Councillor Garry Bridges, Executive Member for Children and Schools, Manchester City Council, said: “Our latest rating is a great achievement for the city.  I’m pleased that Ofsted recognise the strength of our commitment and the improvements we’ve made in the services we provide for children, along with the investment we’ve put in to help us achieve this.

“We couldn’t have done it without our dedicated staff and their determination to always do their best for our children – a determination which didn’t falter even during COVID – and it’s a credit to them that we’ve continued to improve despite the challenges of the pandemic.

“Inspectors could see that children matter in Manchester – they’re involved in decisions in the city and our staff put them at the centre of everything they do.  Inspectors heard first-hand from young people themselves about the positive difference they’ve made to their lives.

“Children will continue to be our priority – we’ve already dedicated 2022 to children and young people – and have formally committed to becoming a UNICEF recognised Child Friendly City.

“We’ve moved on a long way from being rated Inadequate by Ofsted in 2014 and are determined that Manchester is recognised as an authority which values children’s services, and as a city where children come first.”

Inspectors also found that social workers themselves are positive about working in Manchester and value the support they get from managers, as well as the regular and effective communication they had with them throughout the pandemic, ensuring the whole workforce was up to speed on any changes and the expectations of them during this time.

Social workers who have been in Manchester since the previous inspection told inspectors they can see how the change in culture and practice in Manchester is improving children’s lives.

Paul Marshall, Strategic Director for Children and Education Services, Manchester City Council, said:  “The inspection report is a testament to the hard work and dedication of our staff and partners who are committed to building a safe, happy, healthy, and successful future for all children and young people in the city.

“Whilst we welcome the inspection findings and our Good rating we’re far from complacent. We know there are things that we still need to improve and are fully sighted on them and are making the improvements we need to at pace.

“We’re confident that we’re heading in the right direction towards ensuring the very best outcomes for every child in the city and are certain Ofsted will see continued improvements when they next inspect us.”

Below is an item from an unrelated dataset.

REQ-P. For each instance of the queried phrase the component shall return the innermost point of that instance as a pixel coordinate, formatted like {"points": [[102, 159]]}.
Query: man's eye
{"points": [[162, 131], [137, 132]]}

The areas highlighted by Ofsted for further work by the local authority include better understanding of the effects of domestic abuse on children and their parents’ lives: improving the quality and timeliness of children’s written records; further work to recognise and meet the diverse needs of children arising from race, religion, ethnicity and culture; and further improvements in the practice around the care and protection of disabled children to create a better understanding of the impact of the child’s disability on their life and daily experiences and on their families and to help disabled children achieve their potential.